Tony Daunt, the executive director of the conservative redistricting advocacy group FAIR Maps Michigan, said Voters Not Politicians is being inconsistent in its application of the law.
In 2020, Daunt unsuccessfully sued the state to overturn the ballot measure that created the commission. In that instance, Voters Not Politicians and the Campaign Legal Center also intervened as defendants.
“They're being awfully selective with what instances they're seeking to defend what they've provided, or what they've created,” Daunt said.
Sherry Gay-Dagnogo, a Democratic former state lawmaker and a candidate in the new 13th Congressional District, told Bridge Michigan Tuesday Voters Not Politicians should be focused on fighting the negative impacts the districts will have on Black voters in the state.
Gay-Dagnogo was one of the plaintiffs in a lawsuit brought by the Detroit Caucus of the Michigan Legislature and other Black leaders against the redistricting commission over the congressional and state legislative maps.
That lawsuit claimed the new districts violate the Voting Rights Act, the 1965 federal law, and dilute the voting power of Black voters. The Michigan Supreme Court last week dismissed the lawsuit in a 4-3 vote.

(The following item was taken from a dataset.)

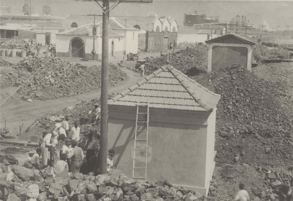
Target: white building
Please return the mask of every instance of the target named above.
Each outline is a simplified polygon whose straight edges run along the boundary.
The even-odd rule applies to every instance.
[[[139,30],[125,24],[116,18],[109,19],[109,55],[122,57],[131,52],[137,54],[138,49]],[[102,22],[86,24],[56,34],[57,56],[75,57],[92,59],[92,51],[95,37],[94,59],[100,59],[102,55]]]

“Where was Voters Not Politicians in talking with the Black municipalities?” Gay-Dagnogo asked in an interview with Bridge, adding the group is putting politics over people.
“So, it’s extremely offensive, disrespectful and they don't value our vote but for anything but obtaining a Democratic majority that doesn't look like us.”
During the Michigan Supreme Court hearing of the lawsuit from Detroit lawmakers, attorneys for the plaintiffs and the redistricting commission discussed whether a lack of resources played a role in the decision of the plaintiffs to not present an independent partisan fairness analysis of the maps, nor an alternative map.
Gay-Dagnogo said Voters Not Politicians could have helped with their efforts of challenging the maps on behalf of Black voters.
“They have not lifted their voice one time to be supportive or empathetic to the issues that have been raised by Black pastors, by Black leaders, by citizens,” Gay-Dagnogo said. “So … what voters are you talking about? Certainly not Black voters.”
Wang, with Voters Not Politicians, said the group respects “the right of voters to challenge the maps using the legal process laid out in the constitution. We expect any challenge, if successful, to return the maps to the commission with instructions.”
The complaints follow other accusations from Daunt and others that Voters Not Politicians is aligned with Democrats.
In 2017, The Detroit News reported that “seven of 10 board members of the Voters Not Politicians petition committee have given at least a combined $5,649 to Democratic candidates and causes since 2005.” None gave to Republican candidates or causes.
Katie Fahey, the former president of the Voter Not Politicians ballot committee, was also quoted in a national news outlet in 2016 saying she had attended what she thought was going to be an election night victory party for failed Democratic presidential candidate Hillary Clinton in 2016. Fahey has described herself as an independent.